Dr. Perlas and the Philippines' Ailing Healthcare System
Indeed there is a sadness that I feel whenever I hear of a fellow doctor's passing. Having sworn the same oath, I wonder how many patients he/she could have helped, if it were not for untimely death (but when is death ever "in time"? Do we really encounter a death that is fully welcome?)
Who would even want the death of the only doctor available in some remote town or province?
Dr. Dreyfuss Perlas is a 31-year old physician deployed to Lanao del Norte as part of the Doctors to the Barrios program (DTTB). He was a Biology Major, who graduated from University of the Philippines in 2006 and acquired his medical degree from Western Visayas State University in 2011. He was originally from Aklan but chose to stay with the community as municipal health officer, even after this contract with DTTB was done. He conducted medical missions, researched the needs of baranggays and suggested programs that can improve the community. He would even work beyond work hours just to attend patients. He was the doctor of the community 24 hours a day, 7 days a week. And despite having the means to enrich himself somewhere, he chose to stay because he saw the need. He was one of the few doctors that Sapad Town in Lanao del Norte has seen in several years.
Last March 1, Dr. Dreyfuss Perlas was shot dead while riding his motorbike in Barangay Maranding Annex. He was coming home from a medical mission. He was declared dead on arrival at Lanao del Norte Provincial Hospital. The bullet pierced his heart.
The police chief said they were investigating a supposed heated argument with a patient regarding admission at Bontilao County Hospital.
It saddens me how noble service could be repaid by death. Even if it was true that this doctor got into an argument with a patient or the patient's relatives and even if it was true he was arguing from the wrong side, for whatever reason, this does not deserve death.

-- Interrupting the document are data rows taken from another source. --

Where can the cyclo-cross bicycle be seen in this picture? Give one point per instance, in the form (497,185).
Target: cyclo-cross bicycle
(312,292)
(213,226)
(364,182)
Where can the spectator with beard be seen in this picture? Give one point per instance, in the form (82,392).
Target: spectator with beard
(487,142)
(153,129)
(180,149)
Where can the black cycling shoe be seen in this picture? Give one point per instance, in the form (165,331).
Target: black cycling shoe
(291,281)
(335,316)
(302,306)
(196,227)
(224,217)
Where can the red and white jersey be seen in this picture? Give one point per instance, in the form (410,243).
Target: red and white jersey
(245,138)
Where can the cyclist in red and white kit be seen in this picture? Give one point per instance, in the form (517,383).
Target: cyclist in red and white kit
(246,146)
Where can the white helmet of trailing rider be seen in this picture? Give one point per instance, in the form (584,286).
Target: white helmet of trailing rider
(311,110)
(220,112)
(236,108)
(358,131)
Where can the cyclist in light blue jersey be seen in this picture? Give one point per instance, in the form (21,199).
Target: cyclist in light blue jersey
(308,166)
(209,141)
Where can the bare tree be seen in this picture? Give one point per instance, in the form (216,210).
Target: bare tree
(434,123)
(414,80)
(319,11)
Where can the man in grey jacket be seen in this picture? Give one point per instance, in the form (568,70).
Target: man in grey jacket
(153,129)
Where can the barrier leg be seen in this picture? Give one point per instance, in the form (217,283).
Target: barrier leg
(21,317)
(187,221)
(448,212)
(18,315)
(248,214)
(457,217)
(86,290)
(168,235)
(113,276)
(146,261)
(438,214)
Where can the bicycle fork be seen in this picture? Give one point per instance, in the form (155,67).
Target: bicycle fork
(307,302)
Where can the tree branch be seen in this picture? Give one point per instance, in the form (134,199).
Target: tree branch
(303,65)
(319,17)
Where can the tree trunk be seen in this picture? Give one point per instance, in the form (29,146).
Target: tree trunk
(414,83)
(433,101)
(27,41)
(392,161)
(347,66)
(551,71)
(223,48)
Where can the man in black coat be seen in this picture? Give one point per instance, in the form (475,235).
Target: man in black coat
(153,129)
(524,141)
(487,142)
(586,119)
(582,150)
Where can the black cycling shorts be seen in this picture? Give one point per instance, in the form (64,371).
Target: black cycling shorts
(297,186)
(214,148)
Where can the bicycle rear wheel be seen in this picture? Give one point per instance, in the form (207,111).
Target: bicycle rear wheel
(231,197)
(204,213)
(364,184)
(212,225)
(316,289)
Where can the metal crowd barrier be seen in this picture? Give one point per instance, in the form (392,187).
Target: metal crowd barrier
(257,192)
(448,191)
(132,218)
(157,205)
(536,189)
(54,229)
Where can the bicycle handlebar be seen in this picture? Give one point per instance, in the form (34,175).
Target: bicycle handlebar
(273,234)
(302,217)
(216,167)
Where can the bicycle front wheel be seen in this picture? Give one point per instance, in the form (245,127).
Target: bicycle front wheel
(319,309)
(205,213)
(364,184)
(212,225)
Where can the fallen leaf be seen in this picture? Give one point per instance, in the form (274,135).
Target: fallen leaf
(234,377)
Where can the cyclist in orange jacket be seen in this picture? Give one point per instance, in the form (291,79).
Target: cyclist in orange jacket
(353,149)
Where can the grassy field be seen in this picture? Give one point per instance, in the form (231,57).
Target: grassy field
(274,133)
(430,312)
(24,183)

We need more doctors and nurses, more than ever. With our ailing healthcare system, there are only few doctors remaining who are still service-oriented. I cannot really blame others who have searched for greener pastures or better career satisfaction in rich cities or countries. One just need to realize that it is so hard to produce a doctor. It takes years (at least 10 years), resources, money, and intellectual capacity to be a doctor. And that is only talking about the part of earning the medical degree. Doctors get better in time, as he practice both the science and art of his vocation. But with our current health care system, when patient care become less of a priority compared to profits and politics, it is easy to get disillusioned and get burned out. There are very few Dr. Perlas left in the country who would be willing to sacrifice time, health, money, and career opportunities to be deployed to underserved and far-flung areas. And one need to realize what it means to be working in places that do not have readily available medications, diagnostics, or even hospital equipment. You will be the "jack of all trades": the surgeon, the ob-gynecologist, the internist, the anesthesiologist, the pediatrician. You are the lone doctor, and you have to do the best that you can to serve the healthcare needs of the community because there is just no one else.
I am not saying that Dr. Dreyfuss Perlas is the perfect human being. Or even the perfect doctor. But as a fellow physician who know the difficulty of practicing medicine in underserved areas, I salute him for making this choice and I thank him for the time and knowledge he imparted to this community. By these reasons alone, I also consider him a hero. The Department of Health will be granting Perlas the "Bayani ng Kalusugan award", an award given to those who make significant contributions to healthcare and well-being of fellow Filipinos.
But this should not end here. It should not end in our desire to find justice for the untimely death of Dr. Dreyfuss Perlas. We should start looking at how, in the midst of the political debates and arguments, we may have forgotten about the situation of our fellowmen in the far-flung areas of the country. Why do people from such communities still have no direct access to health care providers and to healthcare facilities? If we claim that we are already ready for Universal Health Coverage, then why, then, people from these areas still struggle to be seen by health care providers? Even if they have health care coverage, then why are there not enough hospital facilities to accommodate those who need it?
Dr. Dreyfuss Perlas, in his own capacity as a municipal health officer, like many others who are part of government health programs, did what he could because it is what is needed. But when will the government realize it has to do what is needed?
I clamor not only justice for Dr. Dreyfuss Perlas. I clamor for justice for our ailing healthcare system.